1.1.3 Intonational phonology

This brings us to the term ‘intonational phonology’. Until the late 1970s there was not really any such notion, and even now it is not obvious to some intonation researchers that intonation has a phonology worth discussing. Since the publication of the first edition of this book, the actual collocation intonational

phonology has become more common, but as I pointed out in the preface to the present edition, some people have apparently understood it as designating a school of thought rather than a set of phenomena. It is therefore necessary to demystify this term quite explicitly.

At a minimum, a complete phonological description includes (a) a level of description in which the sounds of an utterance are characterised in terms of a relatively small number of categorically distinct entities – phonemes, features, or the like – and (b) a mapping between such a description and a physical description of the utterance in terms of continuously varying parameters, such as an acoustic waveform or tracks of the movement of the articulators. I emphasise that this characterisation of phonology is not intended to be controversial, although admittedly it has a laboratory bias that not all readers may share. I also emphasise that it is intended to apply to phonological phenomena of any sort, not just intonation. It obviously deals mostly with issues of ‘postlexical’ phonology and phonetic realisation, and consequently leaves out all sorts of aspects of morphophonemics or ‘lexical’ phonology that would be needed for a characterisation of phonology as a whole. Nevertheless, the parts it leaves out are, by the definition given in section 1.1.1, irrelevant to intonation, and it will therefore serve as an adequate notion of phonology for our purposes here.

Minimal though such a phonology may be, it is not something that is encountered very often in past work on intonation. Until the late 1970s there were two essentially separate approaches to studying intonation, which in their own way both failed to include a description that we might call phonological according to the characterisation just given. The two approaches also largely ignored each other. For want of better terms I will refer to these as the ‘instrumental’ approach and the ‘impressionistic’ approach, though – anticipating my conclusions a bit – I might also designate the two views as ‘phonetic’ and ‘proto-phonological’. It will be useful to sketch these two approaches briefly.

The ‘instrumental’ or ‘phonetic’ tradition was that of experimental psychologists and phoneticians interested in speech perception and in identifying the acoustic cues to intonational phenomena.

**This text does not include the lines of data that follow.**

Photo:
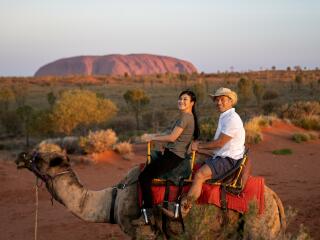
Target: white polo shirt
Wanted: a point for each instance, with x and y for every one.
(231, 124)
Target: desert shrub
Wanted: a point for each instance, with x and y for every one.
(80, 107)
(253, 128)
(200, 91)
(258, 90)
(136, 100)
(270, 95)
(124, 149)
(70, 144)
(282, 151)
(11, 122)
(300, 109)
(7, 96)
(98, 141)
(300, 137)
(270, 107)
(308, 122)
(303, 114)
(123, 124)
(155, 119)
(245, 89)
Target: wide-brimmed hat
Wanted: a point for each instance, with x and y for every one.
(225, 92)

An excellent review of this work up to the late 1960s is Lehiste 1970. Much of this work has focused on discovering the acoustic cues to several specific intonational phenomena, in particular: (a) syntactic/pragmatic notions like ‘finality’, ‘continuation’, and ‘interrogation’ (e.g. Hadding-Koch and Studdert-Kennedy 1964; Delattre 1963; Lieberman 1967); (b) emotional states such as anger, surprise, and boredom (e.g. Lieberman and Michaels 1962; Williams and Stevens 1972); and (c) word and sentence stress (e.g. Fry 1958; Lieberman 1960). In none of these cases can clear understanding have been said to result, though there are some fairly general findings that are well established, such as the fact that active emotions like anger or surprise are generally signalled by higher overall pitch (Uldall 1964; Williams and Stevens 1972), or that the duration of pauses at intonational breaks correlates well with the syntactic ‘strength’ of the boundary (Cooper and Paccia-Cooper 1980). But more conclusive findings seemed elusive, and fundamental uncertainty remained about such questions as the acoustic nature of stress.